One might even argue I was having a crisis of cognizance, a midlife moment. I just didn’t know what I didn’t know, so I salvaged the old Chevy and set out on my journey of discovery.
Sedan deliveries were light-duty commercial transports built on a passenger car chassis. Consequently, they combined the ride and handling, gas mileage, and comfort of a passenger sedan or station wagon with the carrying capacity of a panel truck or van.
They were typically used for suburban services or light product delivery and were especially suitable for transporting smaller packages that could be stowed in the enclosed rear compartment.
Their halcyon days began in the 1930s and tailed off during the 1950s. Consequently, my depression-era specimen was from the earlier days of the delivery movement.
My initial investment was modest, only about $5,000. All too soon, however, the enterprise began to consume gobs of greenbacks.

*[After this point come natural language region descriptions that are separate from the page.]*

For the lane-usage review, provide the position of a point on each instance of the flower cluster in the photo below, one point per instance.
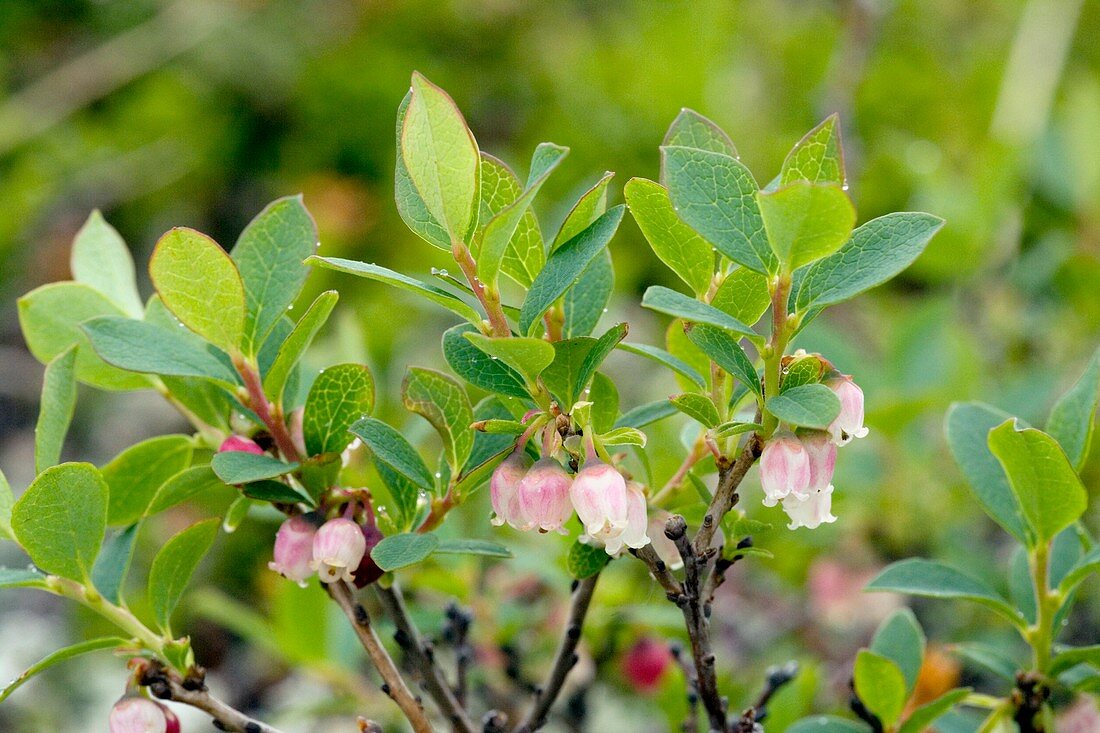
(543, 496)
(796, 470)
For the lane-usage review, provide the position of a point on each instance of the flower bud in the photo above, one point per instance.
(294, 549)
(543, 496)
(239, 444)
(784, 469)
(849, 423)
(339, 547)
(134, 713)
(504, 491)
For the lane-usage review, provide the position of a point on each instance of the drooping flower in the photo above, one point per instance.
(338, 549)
(784, 469)
(294, 549)
(239, 444)
(849, 423)
(504, 490)
(134, 713)
(543, 496)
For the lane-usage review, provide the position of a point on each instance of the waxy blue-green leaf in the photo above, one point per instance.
(141, 347)
(441, 157)
(967, 428)
(817, 157)
(55, 411)
(381, 274)
(50, 318)
(198, 282)
(136, 473)
(726, 353)
(671, 303)
(101, 260)
(805, 221)
(476, 367)
(809, 405)
(61, 520)
(875, 253)
(442, 402)
(389, 447)
(715, 195)
(270, 256)
(174, 566)
(339, 396)
(677, 244)
(1048, 490)
(1073, 417)
(565, 265)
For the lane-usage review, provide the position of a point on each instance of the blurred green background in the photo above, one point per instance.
(198, 112)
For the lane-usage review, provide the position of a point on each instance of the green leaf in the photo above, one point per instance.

The body work, new chassis, souped-up motor, custom wheels and tires, paint, and a variety of other upgrades required mountains of cash.
And that’s when the tension began to build. All too soon I became embarrassed by the cost and started concealing the escalating payments from my initially-supportive spouse.
As everybody knows, that’s a slippery slope. I convinced myself, however, that I was in the chute and couldn’t get off that raging bull without finishing the ride, no matter how painful, no matter the cost. Soon the car would be complete and nobody would be the wiser.
When she discovered my duplicity, Jana was not amused. To make matters worse, my mechanic unexpectedly expired, leaving me a partially finished job and taking all the associated information with him to the grave.
After bouncing the Chevy from shop to shop for several months, the car was finally ready for the road. It was, however, too late.
At times, I felt the car and I had been cursed. So, in order to exorcise the delivery demons and repair the relationship, the car had to go.
As it happens, about that time John Huntress, accomplished Southwest lapidarist and noted authority on all things turquoise, arrived at Twin Rocks Trading Post with his cases of turquoise and coral treasure.
As I pawed through Royston, Candelaria, Blue Gem, and Bisbee pendants, buckles, and beads of great beauty, I laid out my tale of woe: hot rod, too much money wasted, angry spouse, gotta go.
As anyone who has ever met “Brother John” knows, it is difficult to get a word in edgewise when he starts talking mining, miners, minerals, or making jewelry.
Notwithstanding his inherent loquacity, John listened intently to my sad story and when I mentioned the car was a ’36 Chevy he seemed genuinely interested.
“1936 Chevy Sedan Delivery?” he asked tentatively.
“Yup,” I said, making a sad face.
“When can I see it? Wanna trade?”
It turns out John is a big fan of sedan deliveries, and my automotive storm was about to break. The sun was shining through the clouds.
It took a while, but John and I finally hammered out a deal: baskets and jewelry for the Chevy.
In the 1960s, Pete Seeger wrote a song entitled Where Have All the Flowers Gone?, which was recorded by the Kingston Trio and Peter, Paul, and Mary.
I have often thought of that song in the context of historic Navajo baskets, which seem to have disappeared from the market about 20 years ago.
While there was never an overabundance, when Twin Rocks Trading Post first opened in 1989, there were always a few circulating through the shop. And then they were gone... evaporated.
As John and I haggled through the details of our deal, I realized he had been one of the people hoarding the good ones, and was, at least in part, responsible for the dearth of early to mid-20th century Navajo baskets.
At the end of the day, he had the Chevy, I had his cache of baskets and several pieces of turquoise jewelry, and the marriage was back on track.
And that, as they say, was a fair trade.